I guess I don’t have many actual gripes about the book. It’s fine. It’s just that it felt perfunctory. Like it was all rote, with little creativity. And maybe the author’s hands were tied. How much could he change, really? I certainly don’t think it’s a fair sampling of Alan Dean Foster’s writing (I’m told by my Take Me To Your Reader co-hosts that I need to read Sentenced to Prism).
Okay, it turns out I do have a couple of gripes. One, there’s a typo, unless I’m very mistaken:
“He allowed his thoughts to be briefly diverted, regretting the time that had been wasting in dealing with necessary inconsequentialities.” Srsly. I know that “time’s a-wastin’” is a phrase, but I’m pretty sure we wanted “wasted” here. Hard to blame the author for this since I’m sure an editor was involved at some point.
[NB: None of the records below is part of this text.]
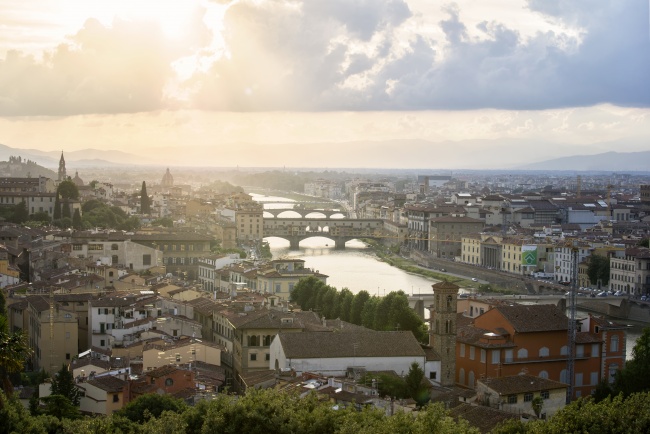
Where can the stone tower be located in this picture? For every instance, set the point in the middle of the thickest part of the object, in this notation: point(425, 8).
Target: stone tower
point(62, 174)
point(442, 329)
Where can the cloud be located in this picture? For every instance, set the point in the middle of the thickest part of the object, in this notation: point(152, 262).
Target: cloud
point(100, 70)
point(356, 55)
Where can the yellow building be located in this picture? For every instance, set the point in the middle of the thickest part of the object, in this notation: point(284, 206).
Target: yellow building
point(52, 331)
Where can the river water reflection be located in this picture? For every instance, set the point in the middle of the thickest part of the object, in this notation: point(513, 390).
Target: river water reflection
point(357, 267)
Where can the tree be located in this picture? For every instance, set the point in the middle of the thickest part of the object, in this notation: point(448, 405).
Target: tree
point(56, 214)
point(356, 309)
point(63, 384)
point(145, 206)
point(635, 377)
point(68, 190)
point(60, 407)
point(76, 219)
point(151, 405)
point(14, 350)
point(537, 403)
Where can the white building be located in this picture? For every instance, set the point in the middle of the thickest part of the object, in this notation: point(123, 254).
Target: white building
point(332, 354)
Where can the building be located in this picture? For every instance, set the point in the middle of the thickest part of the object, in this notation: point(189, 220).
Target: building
point(442, 329)
point(280, 276)
point(509, 340)
point(445, 234)
point(103, 395)
point(51, 328)
point(515, 394)
point(630, 273)
point(333, 354)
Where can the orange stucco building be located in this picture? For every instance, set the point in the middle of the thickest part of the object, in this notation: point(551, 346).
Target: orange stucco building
point(533, 339)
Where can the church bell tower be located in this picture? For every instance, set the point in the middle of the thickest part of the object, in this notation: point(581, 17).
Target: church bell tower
point(442, 329)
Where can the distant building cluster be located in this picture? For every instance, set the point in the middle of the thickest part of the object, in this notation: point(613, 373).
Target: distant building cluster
point(174, 307)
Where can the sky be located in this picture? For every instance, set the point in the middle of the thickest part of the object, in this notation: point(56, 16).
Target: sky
point(336, 83)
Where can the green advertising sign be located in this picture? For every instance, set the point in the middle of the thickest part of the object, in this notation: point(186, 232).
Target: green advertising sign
point(528, 255)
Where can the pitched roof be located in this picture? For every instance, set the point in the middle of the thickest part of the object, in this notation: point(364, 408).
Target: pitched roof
point(334, 345)
point(108, 383)
point(526, 318)
point(479, 416)
point(515, 384)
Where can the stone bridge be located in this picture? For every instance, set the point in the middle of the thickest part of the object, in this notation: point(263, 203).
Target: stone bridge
point(338, 230)
point(328, 213)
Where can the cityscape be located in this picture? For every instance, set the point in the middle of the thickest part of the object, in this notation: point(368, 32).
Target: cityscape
point(390, 216)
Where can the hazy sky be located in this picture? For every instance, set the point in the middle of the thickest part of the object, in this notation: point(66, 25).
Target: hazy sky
point(306, 83)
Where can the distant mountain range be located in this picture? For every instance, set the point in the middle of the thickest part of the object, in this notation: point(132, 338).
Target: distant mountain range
point(504, 155)
point(608, 161)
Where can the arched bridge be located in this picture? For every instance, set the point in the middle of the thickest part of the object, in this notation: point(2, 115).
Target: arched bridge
point(328, 213)
point(338, 230)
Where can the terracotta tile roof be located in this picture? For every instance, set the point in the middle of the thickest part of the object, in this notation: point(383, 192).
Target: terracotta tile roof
point(108, 383)
point(334, 345)
point(515, 384)
point(534, 318)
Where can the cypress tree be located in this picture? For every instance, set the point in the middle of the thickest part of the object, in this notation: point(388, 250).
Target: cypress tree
point(145, 206)
point(76, 219)
point(57, 208)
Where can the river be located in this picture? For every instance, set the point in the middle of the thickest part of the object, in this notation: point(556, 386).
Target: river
point(357, 268)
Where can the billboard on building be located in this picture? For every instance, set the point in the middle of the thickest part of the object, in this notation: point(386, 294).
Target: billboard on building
point(529, 255)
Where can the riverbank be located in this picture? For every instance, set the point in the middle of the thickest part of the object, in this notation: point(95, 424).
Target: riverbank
point(391, 256)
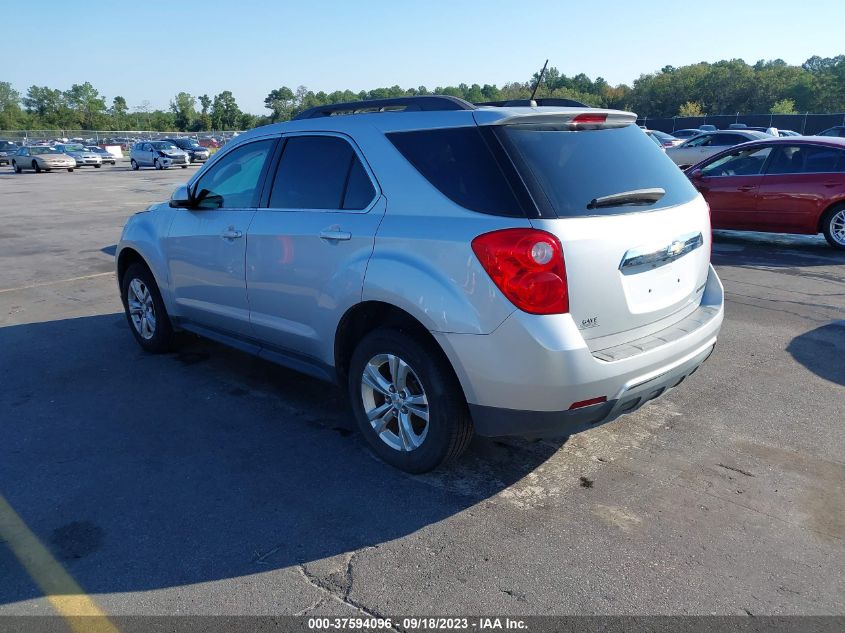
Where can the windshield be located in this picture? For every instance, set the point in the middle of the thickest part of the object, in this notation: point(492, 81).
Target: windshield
point(566, 170)
point(35, 151)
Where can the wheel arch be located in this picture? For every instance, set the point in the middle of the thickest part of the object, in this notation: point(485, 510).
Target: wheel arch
point(364, 317)
point(823, 215)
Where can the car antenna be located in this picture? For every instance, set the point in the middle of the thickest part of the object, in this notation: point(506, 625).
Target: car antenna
point(533, 103)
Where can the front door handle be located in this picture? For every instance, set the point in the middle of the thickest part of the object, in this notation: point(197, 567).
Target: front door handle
point(334, 234)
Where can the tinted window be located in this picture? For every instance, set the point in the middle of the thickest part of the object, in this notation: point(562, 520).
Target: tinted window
point(728, 139)
point(313, 174)
point(570, 169)
point(359, 189)
point(459, 164)
point(746, 162)
point(834, 131)
point(699, 141)
point(232, 182)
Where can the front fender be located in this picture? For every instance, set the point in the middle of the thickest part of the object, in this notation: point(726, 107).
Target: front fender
point(144, 233)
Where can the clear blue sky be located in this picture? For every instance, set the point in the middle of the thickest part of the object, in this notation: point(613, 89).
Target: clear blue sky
point(151, 50)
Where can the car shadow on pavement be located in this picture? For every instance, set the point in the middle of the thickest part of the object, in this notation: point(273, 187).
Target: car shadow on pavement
point(773, 250)
point(822, 351)
point(142, 472)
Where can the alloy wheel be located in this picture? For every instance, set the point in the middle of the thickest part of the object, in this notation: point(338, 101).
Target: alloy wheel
point(141, 308)
point(837, 227)
point(395, 402)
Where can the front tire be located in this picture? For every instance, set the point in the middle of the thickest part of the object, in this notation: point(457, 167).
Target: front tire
point(145, 311)
point(407, 402)
point(833, 226)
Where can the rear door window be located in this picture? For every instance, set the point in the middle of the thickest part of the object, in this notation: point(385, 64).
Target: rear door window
point(320, 172)
point(806, 159)
point(459, 163)
point(745, 162)
point(728, 139)
point(233, 181)
point(566, 170)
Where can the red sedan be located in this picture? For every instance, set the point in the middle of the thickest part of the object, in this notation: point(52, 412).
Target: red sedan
point(780, 185)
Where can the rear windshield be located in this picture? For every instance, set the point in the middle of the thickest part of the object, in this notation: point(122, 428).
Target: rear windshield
point(458, 162)
point(567, 170)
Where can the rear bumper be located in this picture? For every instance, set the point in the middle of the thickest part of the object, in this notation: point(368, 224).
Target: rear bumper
point(496, 422)
point(523, 378)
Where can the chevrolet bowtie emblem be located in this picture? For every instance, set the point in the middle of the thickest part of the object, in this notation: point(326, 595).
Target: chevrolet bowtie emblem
point(675, 248)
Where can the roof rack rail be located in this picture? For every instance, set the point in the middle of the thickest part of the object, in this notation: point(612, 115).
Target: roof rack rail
point(428, 103)
point(569, 103)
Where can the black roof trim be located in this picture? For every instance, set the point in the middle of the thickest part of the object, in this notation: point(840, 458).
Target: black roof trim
point(568, 103)
point(428, 103)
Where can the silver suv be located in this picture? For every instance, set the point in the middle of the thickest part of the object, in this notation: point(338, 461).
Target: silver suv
point(158, 154)
point(510, 270)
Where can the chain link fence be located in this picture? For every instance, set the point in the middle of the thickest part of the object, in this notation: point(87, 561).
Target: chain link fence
point(807, 124)
point(123, 138)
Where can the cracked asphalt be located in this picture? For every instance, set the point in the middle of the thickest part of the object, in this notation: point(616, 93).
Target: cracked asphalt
point(210, 482)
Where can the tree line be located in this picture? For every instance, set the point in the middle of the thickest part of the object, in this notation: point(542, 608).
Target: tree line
point(724, 87)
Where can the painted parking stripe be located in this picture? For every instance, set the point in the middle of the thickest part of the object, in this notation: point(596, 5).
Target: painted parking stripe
point(64, 593)
point(58, 281)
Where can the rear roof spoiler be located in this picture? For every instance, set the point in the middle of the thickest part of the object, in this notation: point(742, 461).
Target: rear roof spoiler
point(569, 118)
point(533, 103)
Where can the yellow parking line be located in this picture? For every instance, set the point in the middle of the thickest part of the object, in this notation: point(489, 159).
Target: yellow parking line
point(58, 281)
point(64, 593)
Two, Foster goes for too many five dollar words when he could’ve gone cheaper. Chewie is several times described as “hirsute.” Sure, it’s a fine word, but it’s as arcane as any Balderdash clue (funny thing, I learned that word from Balderdash). And yes, it means “hairy.” And if it were an isolated use, I’d have no problem with it. But it recurs at least once. Once I’d have forgiven and even praised. Twice just seems like showing off.
Three, and this is the big one, Rey’s vision sequence is all kinds of wonky. It’s less clear than in the film, which is saying something. And it doesn’t even mention the lightsaber being in the box. Seriously, check it out:
The box was not locked. She opened it.
A heavy, slow, mechanical breathing filled the room.
Notice she didn’t see what was in the box. She doesn’t look into the box at all as far as the text is concerned. Maz then shows up, like in the movie, and says this:
“That lightsaber was Luke’s.”
It’s the first mention that the lightsaber was in the box. Sigh.
I think if we’ve learned anything, it’s that all future Star Wars books should go through me. My rates are reasonable.
How to sum up? I’m not sure how things balance out here. I liked the few tidbits I mentioned, but somehow finishing this book didn’t make me happy the way almost all other books do. It didn’t feel like an accomplishment; it felt obligatory, and that’s not what I look for in my reading.
Am I alone in this? Have you read it? Did you find the experience worthwhile? Am I being too hard on it?
Next up, I’ve been reading the Colossus trilogy in preparation for a podcast about Colossus: The Forbin Project, so I’ll probably post a few thoughts here, perhaps before we get the podcast recorded. And then I’ll get back to the excellent collection of Michael A. Burstein’s fiction, I Remember the Future. (Hint: a recent podcast featured the author and the title story.)